Problem Description
A histogram is a polygon composed of a sequence of rectangles aligned at a common base line. The rectangles have equal widths but may have different heights. For example, the figure on the left shows the histogram that consists of rectangles with the heights 2, 1, 4, 5, 1, 3, 3, measured in units where 1 is the width of the rectangles:
Usually, histograms are used to represent discrete distributions, e.g., the frequencies of characters in texts. Note that the order of the rectangles, i.e., their heights, is important. Calculate the area of the largest rectangle in a histogram that is aligned at the common base line, too. The figure on the right shows the largest aligned rectangle for the depicted histogram.题意很简单就是找直方图能嵌套的最大矩形
Input
The input contains several test cases. Each test case describes a histogram and starts with an integer n, denoting the number of rectangles it is composed of. You may assume that 1 <= n <= 100000. Then follow n integers h1, …, hn, where 0 <= hi <= 1000000000. These numbers denote the heights of the rectangles of the histogram in left-to-right order. The width of each rectangle is 1. A zero follows the input for the last test case.
Output
For each test case output on a single line the area of the largest rectangle in the specified histogram. Remember that this rectangle must be aligned at the common base line.
SampleInput
7 2 1 4 5 1 3 3
4 1000 1000 1000 1000
3 2 1 2
0
SampleOutput
8
4000
3
Yes, the meaning of the questions is simply to find the largest, continuous rectangular sections.
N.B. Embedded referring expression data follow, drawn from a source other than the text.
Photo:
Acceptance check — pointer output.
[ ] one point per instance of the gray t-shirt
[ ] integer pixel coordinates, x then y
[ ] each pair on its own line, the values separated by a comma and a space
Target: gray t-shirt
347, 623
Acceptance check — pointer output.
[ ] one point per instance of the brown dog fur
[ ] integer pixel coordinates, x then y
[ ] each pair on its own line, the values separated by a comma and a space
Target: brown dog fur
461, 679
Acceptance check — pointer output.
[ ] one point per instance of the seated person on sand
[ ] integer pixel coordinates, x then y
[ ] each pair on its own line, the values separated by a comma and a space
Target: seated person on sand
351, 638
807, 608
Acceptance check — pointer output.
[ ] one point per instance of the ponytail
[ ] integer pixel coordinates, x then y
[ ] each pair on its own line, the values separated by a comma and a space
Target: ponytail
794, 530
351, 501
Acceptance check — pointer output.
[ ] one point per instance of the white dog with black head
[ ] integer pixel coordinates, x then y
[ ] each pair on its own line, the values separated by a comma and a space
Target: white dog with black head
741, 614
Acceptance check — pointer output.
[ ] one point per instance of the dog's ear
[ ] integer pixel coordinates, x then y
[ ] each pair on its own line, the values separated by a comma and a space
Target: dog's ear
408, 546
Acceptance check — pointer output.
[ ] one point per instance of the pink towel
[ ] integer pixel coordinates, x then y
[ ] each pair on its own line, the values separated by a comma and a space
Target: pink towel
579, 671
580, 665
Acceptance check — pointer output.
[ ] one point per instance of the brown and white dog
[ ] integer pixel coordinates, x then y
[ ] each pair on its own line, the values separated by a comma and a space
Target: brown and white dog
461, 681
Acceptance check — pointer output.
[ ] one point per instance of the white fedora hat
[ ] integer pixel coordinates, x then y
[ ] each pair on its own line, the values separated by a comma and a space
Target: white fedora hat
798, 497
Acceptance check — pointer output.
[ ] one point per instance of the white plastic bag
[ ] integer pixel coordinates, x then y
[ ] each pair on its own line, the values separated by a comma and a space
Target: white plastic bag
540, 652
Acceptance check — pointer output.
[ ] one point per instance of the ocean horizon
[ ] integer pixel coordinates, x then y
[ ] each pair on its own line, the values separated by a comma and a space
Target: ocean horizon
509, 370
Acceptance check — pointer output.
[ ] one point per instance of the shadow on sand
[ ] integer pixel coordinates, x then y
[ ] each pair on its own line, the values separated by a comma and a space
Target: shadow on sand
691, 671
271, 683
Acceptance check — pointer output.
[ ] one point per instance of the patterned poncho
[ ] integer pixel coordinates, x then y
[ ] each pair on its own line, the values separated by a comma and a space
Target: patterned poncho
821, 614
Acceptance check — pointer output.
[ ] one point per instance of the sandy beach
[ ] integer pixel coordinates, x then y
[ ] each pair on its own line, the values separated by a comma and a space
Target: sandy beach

So before you start, first clear we want to maintain a monotonic increasing stack. why? By simulating a few simple cases we find that when the height of a box higher than both sides, it is impossible to go down on both sides of the expansion.
So, if we have to maintain a monotonous stack, then each and every time we maintain this stack, only need to do a cycle of operation of the stack, and easily update the answer. Finally we get monotony or a stack, this time at the end to put a sufficient number of small, one-time pushed back, while the stack while updating the answer, the solution is finally obtained.
I can not tell text, combined with a better understanding of the code and case.
#include <stdio.h>
#include <stdlib.h>
#include <math.h>
#include <string.h>
#include <algorithm>
#include <iostream>
#include <stack>
#include <queue>
#include <vector>
using namespace std;
const int MAX=1e5+5;
typedef long long ll;
typedef unsigned long long ull;
struct node
{
ll h, w;/// h记录高度,w记录连续区间长度
}q[MAX], a;
int main()
{
ll n, h, i, j, ans, top, last;
while (scanf("%I64d", &n)&&n)
{
ans = top = 0;/// 初始化,栈一开始是空的,所以栈首位置top在0处
memset(q, 0, sizeof(q));
for (i=0; i<n; i++)
{
scanf("%I64d", &q[top].h);
q[top].w = 0;/// 为了不影响维护单调栈、top往前推的操作,刚推入栈的元素
///的w我们先初始化为0
while (top&&q[top].h<=q[top-1].h)/// top不能为0,前面没元素就没必要维护;
{ ///维护单调递增,所以后一个元素小于前一
///个元素时,我们就需要更新维护了(=可
///有可无)
q[top-1].w += q[top].w;/// 因为是单调栈,所以当前元素一定可以扩张到栈
///首。比如案例中,假设我们维护到栈为 1 4 5 了,
///这时候5能向后扩张0个,4能向后扩张5的w个,也
///就是1个,1能想后扩张4的w个,也就是1+1个。所
///以这一轮如果我们直接在5后面放个0一次性推到
///底,我们能得到5*1,4*2和1*3这三个答案
/// w说得更明白一点,就是压入你这个元素时,有多少个元素出栈了。这意味着,这
///个元素“吃”掉了那么多个比它大的元素,纳入了自己的可扩张区间。毕竟只要前面
///的元素大于(等于)当前元素,就说明以当前元素的高度还可以往前继续扩张
ans = max(ans, q[top-1].h*q[top-1].w);
q[top-1].h = q[top].h;
top --;
}
q[top].w ++;
top ++;
}
q[top].h = 0;/// 最后一次大清仓,把栈中余下元素能产生的答案全部生成出来,
q[top].w = 0;///更新解。这里的操作就是直接压入一个恒小于所有栈中元素的新
///元素0,保证它能一路往回推
while (top&&q[top].h<=q[top-1].h)
{
q[top-1].w += q[top].w;
ans = max(ans, q[top-1].h*q[top-1].w);
q[top-1].h = q[top].h;
top --;
}
printf("%I64d\n", ans);
}
return 0;
}
This case is still very question to have a conscience, thinking and more in accordance with the code, or the monotonous stack, to simulate a few times and immediately be able to understand how to maintain, which details the maintenance have.